Well yes? Of course an arbitrary real number can’t be computed to arbitrary precision by a finite algorithm? Computable numbers are countable, remember? Nevermind that basically all the numbers we deal with are computable, this is obvious.
(Measure zero stuff basically doesn’t exist, even if they’re the only things we use on a daily basis)
“Almost all real numbers aren’t in the Cantor set!”
Well yes, of course! Even though the Cantor set is uncountably infinite, it still has measure zero! It’s a weird pseudo-fractal embedding of the real line that somehow manages to lose everything in translation but still keep all the relevant information.
(Idk, the Cantor set is weird)
It is Contained in a Nonprincipal Ultrafilter
A filter \(\mathcal{F}\) on an arbitrary set \(I\) is a collection of subsets of \(I\) that is closed under set intersections and supersets. (Note that this means that the smallest filter on \(I\) is \(I\) itself).
An ultrafilter is a filter which, for every \(A \subseteq I\), contains either \(A\) or its complement.

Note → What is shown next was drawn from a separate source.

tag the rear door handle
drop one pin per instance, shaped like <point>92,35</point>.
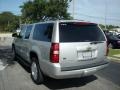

A principal ultrafilter contains a finite set.
A nonprincipal ultrafilter does not.
This turns out to be an incredibly powerful mathematical tool, and can be used to generalize the concept of “almost all” to esoteric mathematical objects that might not have well-defined or intuitive properties.
(One of the coolest uses of nonprincipal ultrafilters is in the construction of the hyperreals, post forthcoming).
Let \(\mathcal{U}\) be a nonprincipal ultrafilter over the natural numbers. It obviously contains no finite sets, but we run into a slight issue when we take the set
\[E = \{2,4,6,8, \ldots \}\]
and its complement
\[O = \{1,3,5,7, \ldots \}.\]
By the filter axioms, only one of these can be in \(\mathcal{U}\), and one of them has to be in \(\mathcal{U}\). And thus, we can safely say:
“Almost all natural numbers are even.”